“Al ver la fe de ellos, le dijo: Hombre, tus pecados te son perdonados” (Lucas 5:20).
Tenía 21 años y mi curiosidad me llevó a la casa de alguien que me hablaría de forma clara por primera vez de Jesús.
Mi vida no tenía el menor sentido, y ya con esa edad no me era muy difícil darme cuenta. Por lo que, sorprendentemente, algo en mi corazón entendió que esta era mi oportunidad de vivir para algo. Este era ese algo más que había estado anhelando. Y fue como pasar de la noche más oscura y tormentosa al más hermoso mediodía de sol en un segundo.

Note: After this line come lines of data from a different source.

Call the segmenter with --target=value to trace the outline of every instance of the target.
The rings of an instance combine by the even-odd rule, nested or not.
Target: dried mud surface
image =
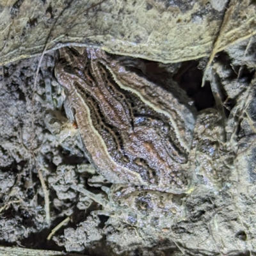
[[[3,66],[0,244],[88,255],[256,255],[255,49],[252,38],[214,60],[230,127],[239,127],[234,168],[224,177],[225,186],[216,191],[196,188],[187,197],[184,220],[161,231],[92,214],[101,205],[70,188],[81,184],[103,194],[100,187],[110,184],[89,164],[78,131],[65,116],[65,94],[54,76],[56,53],[44,56],[35,87],[39,57]],[[198,111],[214,106],[209,83],[200,88],[200,68],[205,63],[201,59],[175,67],[176,80]],[[161,67],[172,69],[172,65]],[[45,214],[40,175],[49,189],[50,216]],[[67,217],[47,240],[52,228]]]

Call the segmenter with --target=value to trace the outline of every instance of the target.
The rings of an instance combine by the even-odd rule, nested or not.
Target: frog
[[[66,92],[70,122],[77,124],[90,162],[112,184],[105,189],[108,202],[73,189],[104,206],[104,214],[139,227],[164,228],[184,220],[195,184],[216,183],[218,164],[207,172],[198,160],[221,161],[214,153],[225,147],[218,143],[223,131],[218,111],[198,114],[176,82],[163,86],[151,81],[138,60],[99,48],[59,52],[55,76]],[[216,136],[205,140],[211,134]]]

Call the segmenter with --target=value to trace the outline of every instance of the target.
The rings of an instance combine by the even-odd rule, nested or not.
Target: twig
[[[62,221],[60,224],[58,224],[56,227],[55,227],[55,228],[52,230],[51,234],[48,236],[47,239],[51,240],[52,236],[54,235],[54,234],[62,227],[65,226],[69,222],[70,220],[70,218],[67,217],[63,221]]]

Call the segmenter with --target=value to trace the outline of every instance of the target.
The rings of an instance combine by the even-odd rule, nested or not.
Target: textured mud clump
[[[205,122],[195,125],[193,186],[172,197],[166,216],[179,218],[168,219],[166,228],[165,217],[147,210],[152,197],[141,193],[134,204],[144,215],[134,214],[113,192],[126,191],[88,163],[79,129],[65,111],[67,92],[54,76],[56,52],[44,56],[35,83],[39,58],[2,67],[1,244],[90,255],[256,253],[255,47],[252,38],[220,52],[204,88],[198,67],[205,67],[205,59],[143,62],[143,74],[152,81],[175,80],[196,108],[197,120]]]

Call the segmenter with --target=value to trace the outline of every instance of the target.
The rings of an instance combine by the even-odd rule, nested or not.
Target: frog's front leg
[[[114,184],[108,191],[109,200],[81,186],[72,186],[84,195],[100,204],[103,211],[93,215],[106,215],[129,225],[156,228],[170,228],[173,223],[185,218],[185,195],[151,191],[132,185]]]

Ahora me encontraba corriendo hacia Dios lleno de ansias: quería conocer más y más el por qué vivir.
Pero, unos meses después, jamás pensé que en esta carrera iba a encontrar un tesoro semejante. Una tarde que ni con el mayor esfuerzo podría olvidar, encontré lo que no sabía era absolutamente decisivo: el perdón. El lugar donde por el resto de mi vida enterraría mis culpas.

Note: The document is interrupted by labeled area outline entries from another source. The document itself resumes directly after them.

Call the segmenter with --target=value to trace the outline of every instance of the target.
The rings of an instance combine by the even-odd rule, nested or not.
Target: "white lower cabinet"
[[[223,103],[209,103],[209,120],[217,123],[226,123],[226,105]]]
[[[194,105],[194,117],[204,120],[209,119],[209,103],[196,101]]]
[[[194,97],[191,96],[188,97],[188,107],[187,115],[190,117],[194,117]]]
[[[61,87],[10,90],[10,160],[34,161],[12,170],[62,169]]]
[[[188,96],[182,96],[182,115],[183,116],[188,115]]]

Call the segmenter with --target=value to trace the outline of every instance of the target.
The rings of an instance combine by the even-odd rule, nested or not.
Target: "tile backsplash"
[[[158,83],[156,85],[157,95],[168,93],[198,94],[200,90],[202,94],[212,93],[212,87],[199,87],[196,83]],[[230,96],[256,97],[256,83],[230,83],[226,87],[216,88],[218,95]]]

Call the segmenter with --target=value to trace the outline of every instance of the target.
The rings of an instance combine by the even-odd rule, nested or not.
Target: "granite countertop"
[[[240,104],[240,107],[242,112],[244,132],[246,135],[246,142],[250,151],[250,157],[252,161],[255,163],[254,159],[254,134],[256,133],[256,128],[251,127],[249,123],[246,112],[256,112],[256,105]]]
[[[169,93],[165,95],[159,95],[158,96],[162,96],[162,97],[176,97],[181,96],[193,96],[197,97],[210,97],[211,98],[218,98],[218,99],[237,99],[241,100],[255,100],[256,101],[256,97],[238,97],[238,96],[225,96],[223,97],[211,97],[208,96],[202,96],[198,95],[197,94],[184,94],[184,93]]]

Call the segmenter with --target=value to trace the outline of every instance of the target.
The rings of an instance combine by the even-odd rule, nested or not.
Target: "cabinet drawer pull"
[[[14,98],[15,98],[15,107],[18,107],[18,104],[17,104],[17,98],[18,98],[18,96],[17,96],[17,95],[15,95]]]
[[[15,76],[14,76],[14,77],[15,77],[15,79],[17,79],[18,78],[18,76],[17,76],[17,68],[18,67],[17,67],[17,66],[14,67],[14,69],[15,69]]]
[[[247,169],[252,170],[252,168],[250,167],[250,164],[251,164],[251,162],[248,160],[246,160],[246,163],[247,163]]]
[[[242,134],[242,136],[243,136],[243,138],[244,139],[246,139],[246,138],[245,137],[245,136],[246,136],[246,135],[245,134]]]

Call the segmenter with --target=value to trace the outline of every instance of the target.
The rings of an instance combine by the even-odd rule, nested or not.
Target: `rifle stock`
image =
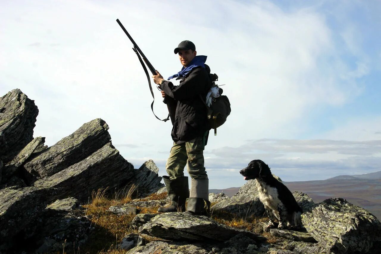
[[[144,61],[144,63],[146,63],[146,64],[147,64],[147,67],[148,67],[148,69],[149,69],[149,70],[151,71],[151,72],[152,73],[152,75],[157,75],[157,73],[156,73],[156,69],[154,68],[154,66],[152,66],[152,64],[151,64],[151,63],[148,61],[148,59],[147,59],[146,57],[146,56],[144,55],[144,54],[143,53],[143,52],[140,49],[140,48],[139,48],[138,46],[138,44],[136,44],[136,42],[135,42],[135,41],[134,40],[134,39],[132,39],[132,37],[131,37],[131,35],[130,35],[130,34],[129,34],[128,32],[127,31],[126,29],[124,28],[123,25],[122,25],[122,23],[120,23],[120,21],[119,21],[119,19],[117,19],[117,22],[118,22],[118,24],[119,26],[120,26],[120,27],[122,27],[123,31],[124,31],[124,32],[126,34],[126,35],[127,35],[127,37],[128,37],[128,39],[130,39],[130,40],[131,41],[131,42],[132,42],[132,44],[134,45],[134,47],[137,50],[138,50],[138,52],[139,54],[140,54],[140,55],[142,56],[142,58]]]
[[[132,37],[131,37],[131,35],[130,35],[130,34],[129,34],[128,32],[127,31],[127,30],[126,30],[126,29],[124,28],[124,26],[123,26],[123,25],[122,25],[122,23],[120,23],[120,21],[119,21],[118,19],[117,19],[117,22],[118,23],[118,24],[119,24],[119,26],[120,26],[120,27],[122,28],[122,30],[123,30],[123,31],[126,34],[126,35],[127,35],[127,37],[128,37],[128,39],[130,39],[130,40],[131,41],[131,42],[132,42],[132,44],[133,44],[134,47],[132,49],[134,51],[135,51],[135,53],[136,53],[137,51],[138,51],[138,53],[136,53],[137,54],[140,54],[140,55],[141,56],[142,59],[144,61],[144,63],[146,63],[146,64],[147,65],[147,67],[148,67],[148,69],[149,69],[149,70],[151,71],[151,72],[152,73],[152,75],[157,75],[157,73],[156,72],[156,69],[155,69],[155,68],[154,68],[154,66],[152,65],[152,64],[151,64],[151,63],[149,62],[149,61],[148,59],[147,59],[147,58],[146,57],[146,56],[144,55],[144,54],[143,53],[143,52],[141,51],[141,50],[140,49],[140,48],[139,48],[138,46],[138,44],[136,44],[136,42],[135,42],[135,41],[134,40],[134,39],[132,39]],[[139,56],[138,55],[138,58],[140,57],[140,56]],[[142,64],[143,65],[143,68],[145,68],[145,67],[144,67],[144,64],[143,64],[142,63]],[[147,71],[146,69],[146,71]],[[147,74],[147,77],[148,78],[148,83],[149,85],[150,88],[151,90],[151,93],[152,93],[152,96],[154,98],[154,94],[152,92],[152,88],[151,87],[150,82],[150,81],[149,80],[149,77],[148,76],[148,73],[146,73],[146,74]],[[157,86],[159,90],[161,91],[162,90],[160,88],[160,85],[157,85]],[[171,121],[172,122],[172,124],[173,125],[173,123],[174,122],[174,114],[175,114],[175,111],[176,110],[176,101],[175,101],[173,99],[173,98],[169,97],[167,96],[164,97],[163,98],[163,102],[165,104],[166,104],[167,108],[168,109],[168,113],[169,113],[170,116],[170,117],[171,118]],[[152,105],[153,104],[153,103],[154,103],[152,102],[152,104],[151,105],[151,106],[152,113],[153,113],[154,112],[153,108],[152,108]],[[154,114],[155,115],[154,113]],[[161,119],[159,119],[158,117],[156,116],[156,115],[155,115],[155,116],[156,116],[156,118],[158,119],[159,120],[161,120]],[[164,120],[162,120],[162,121],[164,121]]]

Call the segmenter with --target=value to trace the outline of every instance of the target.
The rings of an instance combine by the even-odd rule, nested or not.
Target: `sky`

De pronto, como un rayo de luz gigantesco, repetía casi como loco: “Soy malo, soy malo, soy malo. En mí hay maldad, pecado, error, soy malo. Soy un fracaso. Pero ya no se trata de mí, se trata de Jesús. Se trata de Jesús. El pagó por mí. El es mi Salvador. Hablemos de Jesús”.

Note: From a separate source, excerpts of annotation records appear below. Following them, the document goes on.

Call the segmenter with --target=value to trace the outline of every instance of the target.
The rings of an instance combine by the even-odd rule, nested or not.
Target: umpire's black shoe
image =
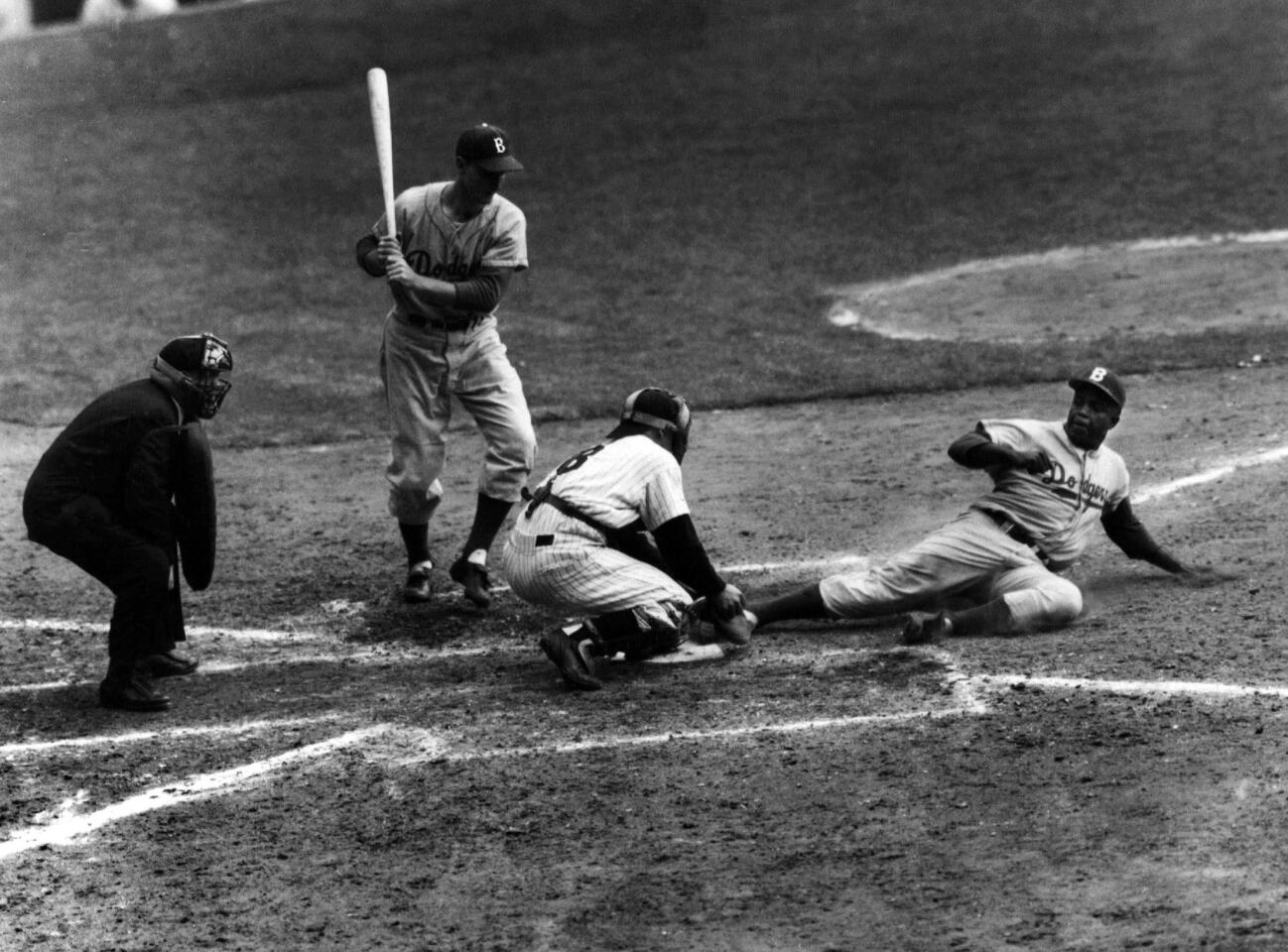
[[[166,710],[170,699],[152,684],[146,664],[109,665],[98,686],[98,702],[116,710]]]
[[[173,651],[160,651],[143,659],[143,665],[153,678],[182,678],[197,670],[197,661]]]
[[[547,632],[537,642],[546,657],[554,661],[555,668],[564,677],[568,687],[578,691],[598,691],[604,683],[592,674],[590,663],[590,639],[578,643],[568,637],[562,629]]]
[[[407,572],[407,581],[403,583],[404,602],[428,602],[431,597],[429,589],[429,570],[433,562],[417,562]]]
[[[465,597],[480,609],[492,603],[492,583],[487,578],[487,566],[469,561],[461,556],[447,570],[453,581],[465,587]]]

Yo, por la gracia de Dios, corrí a EL por un por qué vivir. Ahora, como quien compra un campo y luego encuentra un inconmensurable tesoro dentro, encontré el fin de la culpa: Jesús y Su obra de una vez y para siempre por mí.
¡Ahhh!... ¡cómo explicar la diferencia que hizo eso por mí y sigue haciendo cada día!
Algo similar le sucede a este “hombre que estaba paralítico” reflejado en este pasaje de Lucas (Lucas 5:18).
El es llevado ante Jesús para ser sanado de su incapacidad de caminar. Pero Jesús, al verle, sentencia: “Hombre, tus pecados te son perdonados” (Lucas 5:20).
¿Sabes lo que significa encontrar este lugar de eficacia absoluta para enterrar por el resto de tu vida cada una de tus culpas?